Part (a) seemed to be well-understood by many candidates, and most were able to earn at least partial marks here. Part (ai) was a "show that" question, and unfortunately there were some candidates who did not show how they arrived at the given expression.

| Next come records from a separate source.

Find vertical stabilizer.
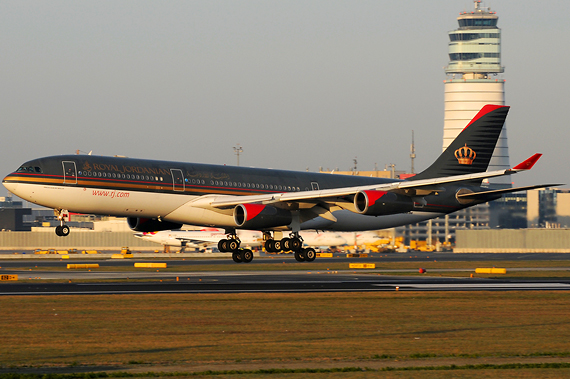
[409,105,509,180]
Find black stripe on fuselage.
[5,155,394,196]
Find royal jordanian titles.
[3,105,547,262]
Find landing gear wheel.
[295,250,305,262]
[303,247,317,262]
[265,240,277,253]
[289,237,303,251]
[281,238,291,251]
[232,251,242,263]
[240,249,253,263]
[226,239,239,251]
[273,240,283,253]
[218,239,228,253]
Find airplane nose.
[2,175,18,195]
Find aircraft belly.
[18,183,193,217]
[301,210,445,232]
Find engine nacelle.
[127,217,182,232]
[354,191,414,216]
[234,204,293,230]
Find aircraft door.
[170,168,184,191]
[61,161,77,184]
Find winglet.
[512,153,542,171]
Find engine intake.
[234,204,293,230]
[354,191,414,216]
[127,217,182,232]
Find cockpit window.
[16,166,43,174]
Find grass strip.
[0,362,570,379]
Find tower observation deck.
[443,0,510,187]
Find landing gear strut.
[218,231,253,263]
[53,209,69,237]
[264,232,317,262]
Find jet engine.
[234,204,293,230]
[354,191,414,216]
[127,217,182,232]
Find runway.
[0,253,570,296]
[0,271,570,295]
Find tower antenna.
[410,130,416,174]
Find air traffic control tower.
[443,0,511,188]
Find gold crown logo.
[455,144,477,164]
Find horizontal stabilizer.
[513,153,542,171]
[457,184,562,200]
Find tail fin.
[409,105,509,180]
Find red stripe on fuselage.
[243,204,265,221]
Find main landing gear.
[53,209,69,237]
[218,233,253,263]
[265,232,317,262]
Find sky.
[0,0,570,190]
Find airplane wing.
[201,154,542,213]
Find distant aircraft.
[339,231,385,246]
[3,105,551,262]
[135,228,346,262]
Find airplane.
[2,105,553,262]
[134,228,346,262]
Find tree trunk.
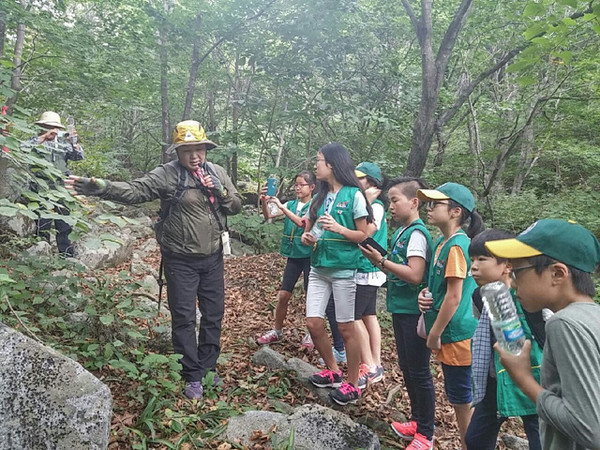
[231,53,242,184]
[6,23,25,114]
[159,0,171,163]
[181,14,202,120]
[402,0,473,176]
[0,11,6,58]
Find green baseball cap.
[485,219,600,273]
[354,161,383,183]
[417,182,475,212]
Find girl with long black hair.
[302,142,373,405]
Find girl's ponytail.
[465,210,485,239]
[448,199,485,239]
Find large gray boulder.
[0,323,112,450]
[226,405,381,450]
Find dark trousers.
[163,252,225,382]
[36,208,73,256]
[465,377,542,450]
[325,295,346,352]
[392,314,435,439]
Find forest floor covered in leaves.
[103,248,523,450]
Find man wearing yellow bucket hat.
[66,120,242,398]
[23,111,84,256]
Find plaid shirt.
[471,308,496,405]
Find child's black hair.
[308,142,373,223]
[294,170,317,184]
[527,255,596,297]
[469,228,515,263]
[448,199,485,239]
[367,174,390,210]
[386,177,429,207]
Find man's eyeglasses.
[425,202,450,209]
[510,265,535,281]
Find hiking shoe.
[319,347,348,366]
[358,363,369,390]
[405,433,433,450]
[308,369,342,387]
[369,366,383,383]
[392,420,417,441]
[329,383,360,406]
[300,333,315,351]
[183,381,204,399]
[256,330,283,345]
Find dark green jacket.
[101,161,242,256]
[280,199,312,258]
[386,219,433,314]
[358,199,387,273]
[311,186,361,269]
[424,230,477,344]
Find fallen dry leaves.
[99,243,524,450]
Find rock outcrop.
[0,323,112,450]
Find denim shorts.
[306,269,356,323]
[442,363,473,405]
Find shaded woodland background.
[0,0,600,236]
[0,0,600,449]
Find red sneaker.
[392,420,417,441]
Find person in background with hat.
[417,183,483,448]
[354,161,388,389]
[66,120,242,399]
[24,111,84,256]
[485,219,600,450]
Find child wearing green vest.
[354,161,387,389]
[361,177,435,450]
[465,229,545,450]
[302,142,373,405]
[256,170,316,344]
[418,183,483,448]
[486,219,600,450]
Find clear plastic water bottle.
[481,281,525,355]
[310,221,325,239]
[267,201,281,216]
[67,116,77,146]
[423,291,433,312]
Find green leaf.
[100,314,115,325]
[0,273,15,283]
[142,353,169,365]
[523,2,545,17]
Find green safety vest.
[311,186,361,269]
[358,200,387,273]
[494,289,543,417]
[424,230,477,344]
[280,199,312,258]
[386,219,433,314]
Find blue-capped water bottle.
[481,281,525,355]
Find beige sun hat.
[35,111,65,130]
[167,120,217,155]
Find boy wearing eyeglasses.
[465,229,545,450]
[486,219,600,450]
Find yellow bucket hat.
[167,120,217,154]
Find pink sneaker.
[392,420,417,441]
[300,333,315,351]
[256,330,283,345]
[406,433,433,450]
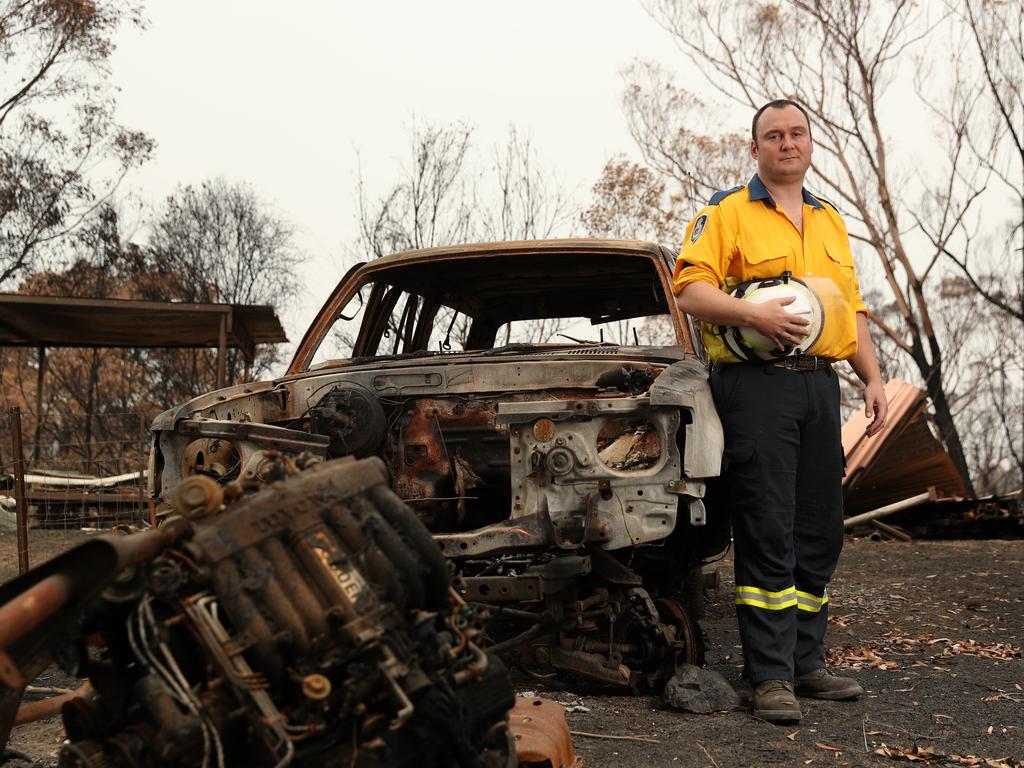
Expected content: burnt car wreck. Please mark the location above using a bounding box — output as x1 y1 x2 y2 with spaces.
0 452 516 768
150 240 728 690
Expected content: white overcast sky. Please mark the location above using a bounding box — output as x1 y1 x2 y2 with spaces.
113 0 704 341
112 0 1005 354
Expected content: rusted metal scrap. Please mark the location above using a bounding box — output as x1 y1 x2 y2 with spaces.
0 452 515 768
509 696 580 768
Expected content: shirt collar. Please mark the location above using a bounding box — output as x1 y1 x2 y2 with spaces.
746 173 824 208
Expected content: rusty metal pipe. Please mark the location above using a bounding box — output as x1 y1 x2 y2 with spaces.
14 681 94 726
0 573 75 649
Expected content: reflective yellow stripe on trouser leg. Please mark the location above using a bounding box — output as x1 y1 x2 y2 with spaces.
736 586 799 610
797 590 828 613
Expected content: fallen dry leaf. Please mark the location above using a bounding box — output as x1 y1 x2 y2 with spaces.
874 742 1024 768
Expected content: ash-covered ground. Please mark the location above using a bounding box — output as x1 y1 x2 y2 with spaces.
0 540 1024 768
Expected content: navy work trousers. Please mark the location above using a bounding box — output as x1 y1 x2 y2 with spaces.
711 364 844 685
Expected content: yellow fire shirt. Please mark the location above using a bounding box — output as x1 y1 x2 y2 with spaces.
673 174 867 362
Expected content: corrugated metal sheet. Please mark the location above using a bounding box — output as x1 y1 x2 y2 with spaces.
843 379 967 514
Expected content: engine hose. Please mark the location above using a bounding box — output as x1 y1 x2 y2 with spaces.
370 485 450 610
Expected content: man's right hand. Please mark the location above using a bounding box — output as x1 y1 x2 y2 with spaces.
741 296 811 349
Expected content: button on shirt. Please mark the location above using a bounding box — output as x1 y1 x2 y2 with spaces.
673 174 867 362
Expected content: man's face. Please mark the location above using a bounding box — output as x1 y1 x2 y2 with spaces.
751 106 811 183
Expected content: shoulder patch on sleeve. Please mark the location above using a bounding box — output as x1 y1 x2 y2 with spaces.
690 213 708 243
813 195 840 213
708 184 741 207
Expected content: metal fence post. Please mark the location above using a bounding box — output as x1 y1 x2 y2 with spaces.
10 406 29 573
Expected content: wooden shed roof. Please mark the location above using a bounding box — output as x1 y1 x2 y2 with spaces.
0 294 288 356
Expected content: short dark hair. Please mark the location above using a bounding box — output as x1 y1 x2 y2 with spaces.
751 98 811 141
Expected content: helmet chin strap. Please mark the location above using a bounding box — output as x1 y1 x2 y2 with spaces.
712 269 820 362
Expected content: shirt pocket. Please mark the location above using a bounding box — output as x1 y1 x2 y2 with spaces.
735 238 797 281
825 242 853 270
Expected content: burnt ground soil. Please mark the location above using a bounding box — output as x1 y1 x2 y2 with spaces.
0 539 1024 768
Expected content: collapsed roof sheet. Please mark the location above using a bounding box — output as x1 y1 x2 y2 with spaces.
843 379 967 514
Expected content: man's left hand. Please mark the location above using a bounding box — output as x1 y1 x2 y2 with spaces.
864 381 889 437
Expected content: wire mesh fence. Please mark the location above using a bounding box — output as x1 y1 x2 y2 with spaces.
0 409 151 582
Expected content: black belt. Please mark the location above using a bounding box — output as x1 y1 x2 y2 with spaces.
715 354 836 372
765 354 834 371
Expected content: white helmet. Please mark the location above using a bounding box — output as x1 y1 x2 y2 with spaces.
720 272 824 360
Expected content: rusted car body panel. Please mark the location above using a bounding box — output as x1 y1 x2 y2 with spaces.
150 240 728 687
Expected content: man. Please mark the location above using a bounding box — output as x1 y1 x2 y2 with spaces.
675 99 887 722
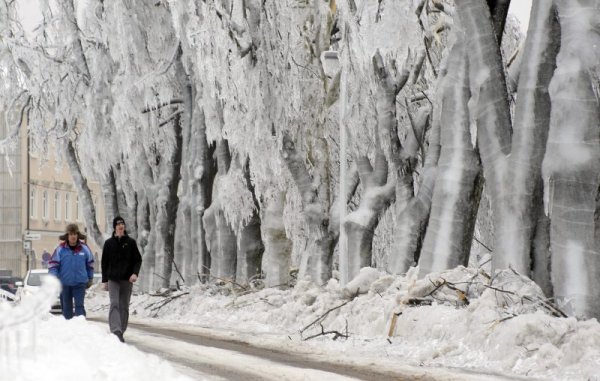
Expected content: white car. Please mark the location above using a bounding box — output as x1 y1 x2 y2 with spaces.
17 269 62 314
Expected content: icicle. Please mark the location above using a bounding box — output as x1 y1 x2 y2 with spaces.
338 7 349 286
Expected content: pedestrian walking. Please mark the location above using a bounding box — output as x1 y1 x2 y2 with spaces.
101 216 142 343
48 224 94 320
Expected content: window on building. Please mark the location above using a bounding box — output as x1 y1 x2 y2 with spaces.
42 191 48 220
54 191 60 221
75 197 83 221
65 193 71 221
29 188 37 218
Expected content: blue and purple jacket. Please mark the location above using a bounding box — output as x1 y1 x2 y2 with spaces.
48 241 94 286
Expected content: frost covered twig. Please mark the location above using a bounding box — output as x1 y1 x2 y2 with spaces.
300 289 360 336
303 320 349 341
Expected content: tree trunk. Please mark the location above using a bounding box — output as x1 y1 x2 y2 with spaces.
64 135 104 247
102 167 119 234
236 160 265 284
202 139 237 280
543 0 600 318
419 37 481 277
492 0 560 276
344 151 395 280
262 192 292 287
281 133 334 285
191 110 216 283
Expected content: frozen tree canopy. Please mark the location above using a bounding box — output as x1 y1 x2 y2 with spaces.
0 0 600 318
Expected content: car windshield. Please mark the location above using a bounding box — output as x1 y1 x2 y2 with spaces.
27 273 49 286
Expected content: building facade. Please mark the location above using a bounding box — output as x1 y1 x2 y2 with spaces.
0 107 104 277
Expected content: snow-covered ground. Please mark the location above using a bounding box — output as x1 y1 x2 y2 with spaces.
0 268 600 381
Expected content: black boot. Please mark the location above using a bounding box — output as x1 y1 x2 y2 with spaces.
113 331 125 343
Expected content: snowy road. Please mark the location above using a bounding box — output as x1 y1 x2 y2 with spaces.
90 319 404 381
88 317 524 381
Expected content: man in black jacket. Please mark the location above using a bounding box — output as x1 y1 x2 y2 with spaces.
101 216 142 343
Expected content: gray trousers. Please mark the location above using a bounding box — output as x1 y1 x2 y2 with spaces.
108 280 133 333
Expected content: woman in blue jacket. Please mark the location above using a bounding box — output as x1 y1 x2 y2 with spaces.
48 224 94 319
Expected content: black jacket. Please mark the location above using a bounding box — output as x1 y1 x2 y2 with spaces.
102 233 142 283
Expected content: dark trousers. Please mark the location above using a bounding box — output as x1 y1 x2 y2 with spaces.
60 283 87 320
108 280 133 333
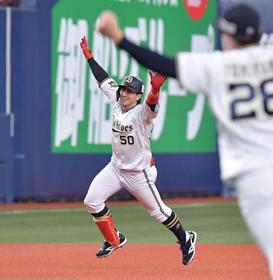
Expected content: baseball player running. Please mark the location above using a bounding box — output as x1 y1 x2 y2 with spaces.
80 37 197 265
98 4 273 279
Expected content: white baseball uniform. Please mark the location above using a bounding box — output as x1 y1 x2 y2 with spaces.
84 78 172 222
176 46 273 277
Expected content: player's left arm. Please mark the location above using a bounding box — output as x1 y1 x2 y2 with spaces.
80 36 110 85
146 71 167 112
141 71 167 124
80 36 117 104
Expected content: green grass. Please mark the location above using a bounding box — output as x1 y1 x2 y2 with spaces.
0 202 252 243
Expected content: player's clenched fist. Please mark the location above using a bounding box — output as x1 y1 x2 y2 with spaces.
80 36 93 60
96 11 123 44
149 71 167 94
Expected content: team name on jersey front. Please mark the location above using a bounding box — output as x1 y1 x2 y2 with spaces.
112 114 133 133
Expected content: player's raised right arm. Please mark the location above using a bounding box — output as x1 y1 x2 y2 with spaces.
80 36 109 84
96 11 177 78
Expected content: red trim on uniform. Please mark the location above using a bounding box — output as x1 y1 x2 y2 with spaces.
150 157 155 167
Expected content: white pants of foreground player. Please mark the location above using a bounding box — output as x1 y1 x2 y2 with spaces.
84 162 172 223
235 166 273 280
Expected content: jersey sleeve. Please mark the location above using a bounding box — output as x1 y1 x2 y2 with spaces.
99 77 118 104
176 52 213 95
139 101 159 125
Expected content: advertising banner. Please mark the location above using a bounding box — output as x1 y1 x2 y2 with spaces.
51 0 217 153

In part (b), the concept seemed to be well-understood. Most candidates saw the necessity of using definite integrals and subtracting the two functions, and the integration was generally done correctly. However, there were a number of algebraic and arithmetic errors which prevented candidates from correctly showing the desired final result.